View Full Version : Excel to XML with Python

11-11-2010, 10:34 PM
I really need some help. I am a relatively new Python programmer, but I am not that familiar with XML. I have been tasked with creating an XML file from an Excel spreadsheet. The structure of the XML file is set by my vendor. I have a sample XML file, as well as an XSD file, but I am not sure how to progress.

I have been able to pull the data out of the Excel file in to a CSV using lxrd, but I am stuck there. I have created a header row in my CSV to create the appropriate tags in XML, but I cannot get the format to match the sample XML.

My next thought was to replace all the data in the sample XML file with variables (e.g. $2C), and to do a search and replace using the CSV. This seems to be very awkward (and truthfully, I don't know how to script that).

I am not opposed to doing the work, and I would love to actually learn how to do this, but I could really use some assistance.

Thanks in advance!!

11-12-2010, 11:43 PM
It can all be as easy as this:

# xlrd usage, see: http://scienceoss.com/read-excel-files-from-python/
import xlrd

# Open the XLS file as a "workbook" and select the first sheet as our source.
# We'll get our tag names from the sheet's first row contents.
wb = xlrd.open_workbook("my_excel_file.xls")
sh = wb.sheet_by_index(0)
tags = [n.replace(" ", "").lower() for n in sh.row_values(0)]

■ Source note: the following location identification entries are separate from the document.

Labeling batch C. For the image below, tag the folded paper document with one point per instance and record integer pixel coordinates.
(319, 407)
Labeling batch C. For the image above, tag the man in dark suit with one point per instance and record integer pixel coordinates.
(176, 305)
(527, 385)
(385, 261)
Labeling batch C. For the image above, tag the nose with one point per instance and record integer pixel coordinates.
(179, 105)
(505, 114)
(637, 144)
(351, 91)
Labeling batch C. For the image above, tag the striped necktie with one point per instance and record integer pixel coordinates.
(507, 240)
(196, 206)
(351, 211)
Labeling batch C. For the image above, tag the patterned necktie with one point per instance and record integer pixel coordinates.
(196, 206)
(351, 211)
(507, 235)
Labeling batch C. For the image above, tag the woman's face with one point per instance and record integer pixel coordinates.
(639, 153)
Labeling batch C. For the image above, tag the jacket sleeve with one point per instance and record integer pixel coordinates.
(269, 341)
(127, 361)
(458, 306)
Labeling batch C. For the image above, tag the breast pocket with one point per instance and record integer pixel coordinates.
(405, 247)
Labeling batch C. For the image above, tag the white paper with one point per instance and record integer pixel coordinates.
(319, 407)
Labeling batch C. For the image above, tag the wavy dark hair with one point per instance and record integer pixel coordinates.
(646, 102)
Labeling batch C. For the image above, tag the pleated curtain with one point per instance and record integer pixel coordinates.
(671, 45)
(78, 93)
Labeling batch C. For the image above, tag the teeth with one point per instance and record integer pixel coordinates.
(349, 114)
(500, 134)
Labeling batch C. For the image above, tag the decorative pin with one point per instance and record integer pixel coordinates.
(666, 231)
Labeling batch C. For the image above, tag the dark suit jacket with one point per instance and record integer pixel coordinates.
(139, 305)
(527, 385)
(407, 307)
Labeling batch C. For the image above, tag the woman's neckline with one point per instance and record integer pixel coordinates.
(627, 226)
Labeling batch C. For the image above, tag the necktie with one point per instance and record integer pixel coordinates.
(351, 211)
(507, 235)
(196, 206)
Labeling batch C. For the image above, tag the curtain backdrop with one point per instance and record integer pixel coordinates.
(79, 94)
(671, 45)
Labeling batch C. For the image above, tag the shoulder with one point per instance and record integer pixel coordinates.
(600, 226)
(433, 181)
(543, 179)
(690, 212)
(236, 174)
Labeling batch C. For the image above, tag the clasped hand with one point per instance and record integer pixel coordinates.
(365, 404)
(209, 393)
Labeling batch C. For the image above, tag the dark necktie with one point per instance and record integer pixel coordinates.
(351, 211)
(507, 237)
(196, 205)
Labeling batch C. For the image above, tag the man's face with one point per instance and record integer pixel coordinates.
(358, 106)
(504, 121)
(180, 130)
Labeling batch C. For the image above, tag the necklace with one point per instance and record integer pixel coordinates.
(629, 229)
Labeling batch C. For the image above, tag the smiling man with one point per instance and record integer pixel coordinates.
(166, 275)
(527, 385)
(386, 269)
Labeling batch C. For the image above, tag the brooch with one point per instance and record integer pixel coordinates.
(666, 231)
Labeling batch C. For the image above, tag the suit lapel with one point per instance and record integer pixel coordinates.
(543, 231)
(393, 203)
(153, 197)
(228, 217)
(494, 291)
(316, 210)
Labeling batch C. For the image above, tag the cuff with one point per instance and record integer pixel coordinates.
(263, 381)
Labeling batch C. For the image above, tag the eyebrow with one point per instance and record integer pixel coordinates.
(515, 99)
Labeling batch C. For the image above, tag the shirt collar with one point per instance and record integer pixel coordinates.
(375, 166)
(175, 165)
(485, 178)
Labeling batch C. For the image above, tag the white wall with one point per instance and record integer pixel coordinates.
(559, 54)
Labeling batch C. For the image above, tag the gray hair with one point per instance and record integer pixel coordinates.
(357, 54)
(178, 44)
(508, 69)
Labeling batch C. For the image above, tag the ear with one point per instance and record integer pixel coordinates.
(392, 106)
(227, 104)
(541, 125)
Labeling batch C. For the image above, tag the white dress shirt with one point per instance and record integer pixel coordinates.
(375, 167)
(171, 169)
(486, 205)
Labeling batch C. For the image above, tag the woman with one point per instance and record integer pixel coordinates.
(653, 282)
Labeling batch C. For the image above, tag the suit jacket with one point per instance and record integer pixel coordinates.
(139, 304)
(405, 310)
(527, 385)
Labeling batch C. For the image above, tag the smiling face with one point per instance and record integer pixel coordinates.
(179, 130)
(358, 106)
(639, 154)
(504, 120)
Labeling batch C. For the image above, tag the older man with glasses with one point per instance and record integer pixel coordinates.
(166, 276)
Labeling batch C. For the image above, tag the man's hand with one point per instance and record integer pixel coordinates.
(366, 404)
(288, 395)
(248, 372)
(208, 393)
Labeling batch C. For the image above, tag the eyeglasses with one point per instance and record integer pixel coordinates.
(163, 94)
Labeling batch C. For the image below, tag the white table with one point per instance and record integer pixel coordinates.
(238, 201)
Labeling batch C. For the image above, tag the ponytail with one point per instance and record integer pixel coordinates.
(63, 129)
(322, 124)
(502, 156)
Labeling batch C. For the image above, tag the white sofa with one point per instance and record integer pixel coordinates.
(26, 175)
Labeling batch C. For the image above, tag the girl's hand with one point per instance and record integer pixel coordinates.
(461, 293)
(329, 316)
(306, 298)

# This is going to come out as a string, which will write to a file in the end.
result = "<?xml version=\"1.0\" encoding=\"UTF-8\"?>\n<myItems>\n"

# Now, we'll just create a string that looks like an XML node for each row
# in the sheet. Of course, a lot of things will depend on the prescribed XML
# format but since we have no idea what it is, we'll just do this:
for row in range(1, sh.nrows):
result += " <item>\n"
for i in range(len(tags)):
tag = tags[i].encode("utf-8")
val = sh.row_values(row)[i].encode("utf-8")
result += " <%s>%s</%s>\n" % (tag, val, tag)
result += " </item>\n"

# Close our pseudo-XML string.
result += "</myItems>"

# Write the result string to a file using the standard I/O.
f = open("myfile.xml", "w")

But as I put in the comments, a lot depends on the prescribed XML format. Once we know that, we might (and I guess, should) use a real XML-processing module like xml.dom.minidom instead of writing strings out to file like this.

11-15-2010, 03:39 PM
Thanks for the response Samhain!! If I sent you the XML and XLS, would that be more helpful?? I also have an XSD for validation (but that is a lesser issue at this point).

11-16-2010, 03:40 AM
^ Of course, the XML and sample XLS would be helpful. Maybe you can attach them in your next reply so we can have a look?

11-16-2010, 02:44 PM
Here you go!! I appreciate all the help and advice!!

11-17-2010, 03:35 PM
Woohoo, now that's an example! Anyway, it was a good exercise.

First things first: in order to keep my sanity, I needed to write a helper class that provides a few methods for manipulating the XML (and the nodes) that we have to build. I've attached the script as a TXT file, you should replace the extension to .py if you want to try it.

I also attached a sample usage script (just in case I get disconnected and not be able to get back right away). It has lots and lots of comments, which I'll just be repeating here in parts. Like the helper script, just change the extension to .py.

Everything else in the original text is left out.